Our team also leads Astera’s Residency program, supports independent Fellows, explores and funds new opportunities, and drives events and other ecosystem-supporting efforts.
We think about grants and investments as a continuum rather than a binary.
Most foundations have an external grant-making function. At Astera, we also do grants when appropriate, but we believe we can increase philanthropic capital efficiency by structuring some of our programmatic expenditures as investments. With a grant, we lose 100% of our capital 100% of the time—with investments, sometimes we return capital that we can then redeploy for philanthropic purposes.
For-profit companies are a major vector for social and technological change, and a tool that nonprofits can use to achieve their charitable objectives. By removing the artificial constraints most foundations erect internally between grant-making and investment functions, we hope to make our existing philanthropic dollars go farther.
Occasionally, Astera identifies exceptional thinkers or creatives that we believe need flexibility and time to reach their potential. Below are our current Fellows who we typically support for several years so that they may pursue their projects with maximum autonomy.

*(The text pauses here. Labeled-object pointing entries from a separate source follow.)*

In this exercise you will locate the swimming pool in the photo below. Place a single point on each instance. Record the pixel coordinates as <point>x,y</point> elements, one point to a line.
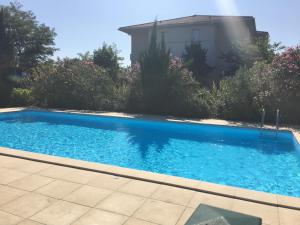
<point>256,159</point>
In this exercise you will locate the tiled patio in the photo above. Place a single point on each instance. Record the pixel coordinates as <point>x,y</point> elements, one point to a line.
<point>33,193</point>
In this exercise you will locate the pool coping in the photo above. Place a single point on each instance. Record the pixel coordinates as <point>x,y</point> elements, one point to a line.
<point>195,185</point>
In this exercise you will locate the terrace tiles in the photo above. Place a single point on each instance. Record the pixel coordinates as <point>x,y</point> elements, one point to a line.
<point>52,194</point>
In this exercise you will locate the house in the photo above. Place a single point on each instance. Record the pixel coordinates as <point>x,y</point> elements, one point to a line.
<point>216,34</point>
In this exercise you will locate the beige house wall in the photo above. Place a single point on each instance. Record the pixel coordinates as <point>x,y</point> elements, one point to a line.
<point>216,38</point>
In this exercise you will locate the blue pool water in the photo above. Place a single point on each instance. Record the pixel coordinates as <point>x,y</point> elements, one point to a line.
<point>249,158</point>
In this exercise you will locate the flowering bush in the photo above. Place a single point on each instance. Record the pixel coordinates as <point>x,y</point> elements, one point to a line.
<point>77,84</point>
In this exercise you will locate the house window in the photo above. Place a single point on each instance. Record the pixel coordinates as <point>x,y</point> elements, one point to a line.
<point>195,35</point>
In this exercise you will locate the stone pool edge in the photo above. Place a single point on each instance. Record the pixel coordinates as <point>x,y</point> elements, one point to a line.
<point>200,186</point>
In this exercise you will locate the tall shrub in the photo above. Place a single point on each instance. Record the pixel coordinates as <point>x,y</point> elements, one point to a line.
<point>154,63</point>
<point>195,60</point>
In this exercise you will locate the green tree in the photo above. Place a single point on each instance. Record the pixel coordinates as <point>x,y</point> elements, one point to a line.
<point>108,57</point>
<point>6,58</point>
<point>245,55</point>
<point>31,41</point>
<point>195,59</point>
<point>154,64</point>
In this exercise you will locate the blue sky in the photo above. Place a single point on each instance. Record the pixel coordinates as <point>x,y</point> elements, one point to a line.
<point>83,25</point>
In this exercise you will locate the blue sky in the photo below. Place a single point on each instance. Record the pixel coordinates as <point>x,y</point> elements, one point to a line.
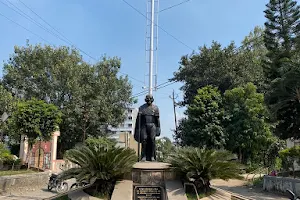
<point>113,28</point>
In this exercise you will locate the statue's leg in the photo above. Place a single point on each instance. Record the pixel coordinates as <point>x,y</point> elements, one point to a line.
<point>144,143</point>
<point>152,142</point>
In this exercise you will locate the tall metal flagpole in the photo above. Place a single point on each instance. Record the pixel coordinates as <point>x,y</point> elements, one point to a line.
<point>151,48</point>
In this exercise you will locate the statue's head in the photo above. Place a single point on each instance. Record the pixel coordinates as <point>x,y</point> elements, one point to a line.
<point>149,99</point>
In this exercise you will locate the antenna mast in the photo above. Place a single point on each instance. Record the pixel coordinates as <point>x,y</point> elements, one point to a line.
<point>151,41</point>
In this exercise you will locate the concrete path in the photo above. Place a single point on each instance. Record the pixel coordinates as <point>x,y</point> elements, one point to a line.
<point>31,195</point>
<point>239,187</point>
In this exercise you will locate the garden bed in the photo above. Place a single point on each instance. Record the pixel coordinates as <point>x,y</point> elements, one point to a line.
<point>192,195</point>
<point>15,172</point>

We envision a future in which all research outputs are shared rapidly and openly. It is time to build anew. The science and scientists we support are expected to lead from the front by iterating on new approaches and living in the future today.
Astera does not support traditional journal publication practices, as this system is fundamentally unfit for this purpose and a relic of the past. As a forcing function for progress, Astera time and funds will not be used to contribute directly to journal articles. Radial will spearhead research and development for more future-forward frameworks and tools.